A note out over the weekend by UBS which covered the estimates for FY11 capex intentions (the amount companies are spending on increasing capacity) highlighted the significant investment - particularly in the mining space, Australian companies are making to meet emerging markets growth.
The survey estimates growth in Capex of 23% year on year and this represents an impressive 16% of GDP and somewhere between 2.5 and 3 points to nominal GDP growth. We saw examples of this Capex spend about 10 days ago with Fortesque Metals announcing plans for $8.4 billion in development. We're also seeing Rio Tinto undertaking infrastructure expansion in the Pilbara to increase its iron ore production capacity to 283 Million tonnes per annum (Mtpa) by 2013, with final feasibility studies underway to increase capacity to 333 Mtpa.
To give you an idea of the magnitude of this development, RIO has drilled 3.3 million metres in the past decade and plans to drill 3.9 million metres in the next five years - (a greater amount in half the amount of time). Sam Walsh, Rio's Iron Ore boss said that Rio's program is "unprecedented in the history of the iron ore business".
So although some are suggesting that a commodity boom & bust scenario may be playing out, I don;t buy into this view. My view is being supported by billions upon billions of dollars worth of mining projects based on the expectations of emerging markets growth. I think it would be dangerous to bet against this trend!
So if we're comfortable with our longer term assessment that commodity markets will continue to be supported by the growth in emerging markets, we then need to focus more intently on the shorter term trends that will impact prices with the ultimate view that we want to be long the sector.
At the moment,
I think the market is at a bit of a cross roads and if we look at the main indices, currencies and commodities it becomes obvious that we're all a little cautious at the moment.

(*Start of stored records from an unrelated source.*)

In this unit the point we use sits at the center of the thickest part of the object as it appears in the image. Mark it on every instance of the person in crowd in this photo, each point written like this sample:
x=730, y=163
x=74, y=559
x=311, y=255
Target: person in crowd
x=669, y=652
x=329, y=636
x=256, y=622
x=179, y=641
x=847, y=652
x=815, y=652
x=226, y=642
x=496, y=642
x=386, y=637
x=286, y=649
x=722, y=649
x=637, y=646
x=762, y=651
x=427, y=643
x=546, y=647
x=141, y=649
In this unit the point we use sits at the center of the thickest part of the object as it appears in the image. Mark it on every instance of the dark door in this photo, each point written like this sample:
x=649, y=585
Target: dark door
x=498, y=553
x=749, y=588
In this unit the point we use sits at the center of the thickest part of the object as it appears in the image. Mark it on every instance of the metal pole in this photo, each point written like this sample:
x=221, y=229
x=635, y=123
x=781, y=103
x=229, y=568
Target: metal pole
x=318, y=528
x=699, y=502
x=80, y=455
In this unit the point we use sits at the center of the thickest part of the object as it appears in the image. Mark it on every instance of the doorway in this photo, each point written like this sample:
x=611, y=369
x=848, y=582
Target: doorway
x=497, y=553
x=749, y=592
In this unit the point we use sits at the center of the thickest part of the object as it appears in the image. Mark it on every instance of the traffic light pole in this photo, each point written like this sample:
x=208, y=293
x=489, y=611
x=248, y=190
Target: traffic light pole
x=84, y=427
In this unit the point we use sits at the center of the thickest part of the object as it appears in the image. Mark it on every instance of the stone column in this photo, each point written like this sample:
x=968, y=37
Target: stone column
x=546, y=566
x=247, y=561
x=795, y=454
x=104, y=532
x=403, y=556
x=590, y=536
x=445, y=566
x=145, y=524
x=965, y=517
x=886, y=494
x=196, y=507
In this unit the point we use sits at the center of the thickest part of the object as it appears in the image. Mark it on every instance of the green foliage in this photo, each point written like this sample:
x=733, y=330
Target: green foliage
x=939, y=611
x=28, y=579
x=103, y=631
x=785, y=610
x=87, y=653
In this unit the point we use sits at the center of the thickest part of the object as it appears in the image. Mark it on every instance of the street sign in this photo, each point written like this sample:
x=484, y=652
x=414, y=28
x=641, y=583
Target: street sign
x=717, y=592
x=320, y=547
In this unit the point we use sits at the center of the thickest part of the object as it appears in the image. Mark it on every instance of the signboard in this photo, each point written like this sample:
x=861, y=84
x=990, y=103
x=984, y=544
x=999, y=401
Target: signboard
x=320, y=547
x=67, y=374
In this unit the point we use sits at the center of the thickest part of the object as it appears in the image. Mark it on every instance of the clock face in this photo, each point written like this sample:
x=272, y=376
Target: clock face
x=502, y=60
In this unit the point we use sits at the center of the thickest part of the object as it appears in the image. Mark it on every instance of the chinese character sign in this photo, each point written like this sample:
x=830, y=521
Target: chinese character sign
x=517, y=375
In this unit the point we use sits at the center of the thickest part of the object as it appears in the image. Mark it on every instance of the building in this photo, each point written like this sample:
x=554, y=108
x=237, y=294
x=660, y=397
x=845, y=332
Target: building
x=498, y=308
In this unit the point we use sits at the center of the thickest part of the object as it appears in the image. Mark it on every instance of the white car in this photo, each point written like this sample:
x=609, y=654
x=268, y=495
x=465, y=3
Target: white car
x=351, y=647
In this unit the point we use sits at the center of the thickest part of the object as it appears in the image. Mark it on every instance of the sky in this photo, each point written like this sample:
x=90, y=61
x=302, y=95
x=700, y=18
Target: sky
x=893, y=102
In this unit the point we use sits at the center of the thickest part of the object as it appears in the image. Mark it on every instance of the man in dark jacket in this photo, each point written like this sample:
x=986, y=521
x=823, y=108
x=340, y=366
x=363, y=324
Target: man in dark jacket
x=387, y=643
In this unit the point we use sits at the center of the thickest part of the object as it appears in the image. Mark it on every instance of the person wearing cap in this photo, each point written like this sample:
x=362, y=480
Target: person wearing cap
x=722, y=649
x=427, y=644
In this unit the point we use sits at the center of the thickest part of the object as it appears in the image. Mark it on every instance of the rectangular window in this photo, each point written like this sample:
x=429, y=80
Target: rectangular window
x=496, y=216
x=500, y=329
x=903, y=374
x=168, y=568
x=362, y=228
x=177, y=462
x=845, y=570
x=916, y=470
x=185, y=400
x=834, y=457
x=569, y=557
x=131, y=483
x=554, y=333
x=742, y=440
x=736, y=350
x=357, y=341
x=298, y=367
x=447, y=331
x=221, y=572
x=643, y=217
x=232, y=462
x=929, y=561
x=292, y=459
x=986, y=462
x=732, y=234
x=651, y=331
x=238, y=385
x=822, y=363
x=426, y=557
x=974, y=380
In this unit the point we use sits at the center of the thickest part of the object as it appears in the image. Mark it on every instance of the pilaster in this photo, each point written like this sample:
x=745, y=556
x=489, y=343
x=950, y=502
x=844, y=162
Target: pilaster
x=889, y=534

S&P 500 - The broader US index has pulled back from its highs however has shown price support around 1170. A break of this level would suggest a higher probability for near term weakness.

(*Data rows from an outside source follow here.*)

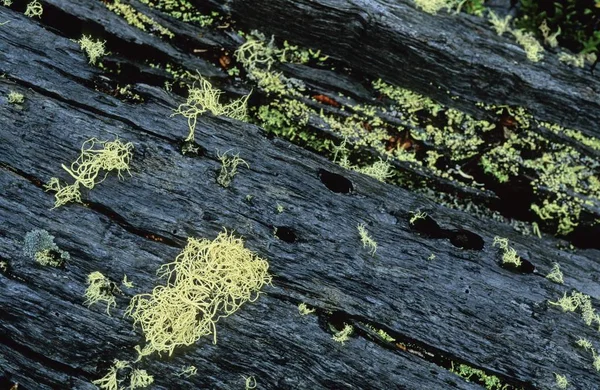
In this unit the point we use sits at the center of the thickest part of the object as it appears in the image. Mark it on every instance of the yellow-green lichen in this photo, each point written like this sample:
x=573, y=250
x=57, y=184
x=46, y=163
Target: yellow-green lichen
x=509, y=255
x=15, y=98
x=100, y=289
x=556, y=274
x=208, y=280
x=137, y=18
x=343, y=335
x=205, y=98
x=229, y=165
x=93, y=49
x=34, y=8
x=96, y=156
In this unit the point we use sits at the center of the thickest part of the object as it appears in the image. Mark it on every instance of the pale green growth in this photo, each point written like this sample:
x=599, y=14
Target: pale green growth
x=434, y=6
x=510, y=254
x=95, y=156
x=585, y=344
x=229, y=166
x=536, y=229
x=140, y=379
x=40, y=246
x=416, y=216
x=561, y=381
x=577, y=60
x=110, y=380
x=556, y=274
x=93, y=49
x=304, y=309
x=549, y=38
x=188, y=371
x=580, y=301
x=250, y=382
x=34, y=8
x=381, y=333
x=126, y=282
x=343, y=335
x=500, y=25
x=137, y=19
x=100, y=289
x=533, y=48
x=566, y=303
x=205, y=98
x=208, y=280
x=15, y=98
x=366, y=239
x=182, y=10
x=491, y=382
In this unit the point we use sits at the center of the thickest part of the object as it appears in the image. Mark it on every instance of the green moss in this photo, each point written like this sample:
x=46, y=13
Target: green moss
x=34, y=9
x=138, y=19
x=205, y=98
x=94, y=49
x=208, y=280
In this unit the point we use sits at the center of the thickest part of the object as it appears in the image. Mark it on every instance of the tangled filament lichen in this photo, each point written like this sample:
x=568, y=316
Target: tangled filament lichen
x=206, y=98
x=100, y=289
x=95, y=156
x=207, y=281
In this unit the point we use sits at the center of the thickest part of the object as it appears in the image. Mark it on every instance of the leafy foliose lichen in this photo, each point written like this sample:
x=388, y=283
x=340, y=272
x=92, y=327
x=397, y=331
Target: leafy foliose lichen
x=93, y=49
x=39, y=245
x=207, y=281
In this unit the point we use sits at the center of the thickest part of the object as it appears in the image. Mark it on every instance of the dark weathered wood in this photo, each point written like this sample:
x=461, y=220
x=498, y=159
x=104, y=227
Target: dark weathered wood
x=395, y=41
x=462, y=306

S&P/ASX 200 - 4582 remains out key level of support in the local market. We have managed to close above this level last week after a strong intra day recovery on Wednesday. Look for this level to hold on a close basis - if we fail here more down side seems likely.
US Dollar Index - The Dollar Index measures the US currency against 6 of its biggest trading partners. At the moment, US dollar strength as can be seen in the chart is occurring for 2 main reasons. Economic data from the US is improving and uncertainty in Europe if forcing investors to increase exposure in safe haven assets which the USD is perceived to be (I disagree however thats an argument for another time). A rising USD is a negative for commodities and commodity backed currencies like the Australian Dollar.

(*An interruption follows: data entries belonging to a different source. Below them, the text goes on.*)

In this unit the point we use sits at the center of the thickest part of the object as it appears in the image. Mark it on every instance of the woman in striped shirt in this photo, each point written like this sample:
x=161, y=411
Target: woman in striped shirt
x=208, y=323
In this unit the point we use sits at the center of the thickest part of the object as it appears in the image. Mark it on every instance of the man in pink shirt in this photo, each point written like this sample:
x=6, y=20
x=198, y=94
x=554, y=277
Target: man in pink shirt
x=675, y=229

Commodity Index - Some months ago we highlighted the ascending triangle pattern in the commodity index suggesting higher levels in the commodity markets - which played out nicely. At the moment, USD strength and Eurozone volatility is weighing on commodities and other assets that are associated to growth (and risk). For now, the pullback seems to have found some type of support. A break below 294 would be a short term bearish move.
So - some short term concerns (maybe) in the market at the moment however its still a little early to call. As I suggested last week - some caution at this current juncture is suggested. I remain comfortable with the longern term outlook for commodities and we'll continue to position for this move.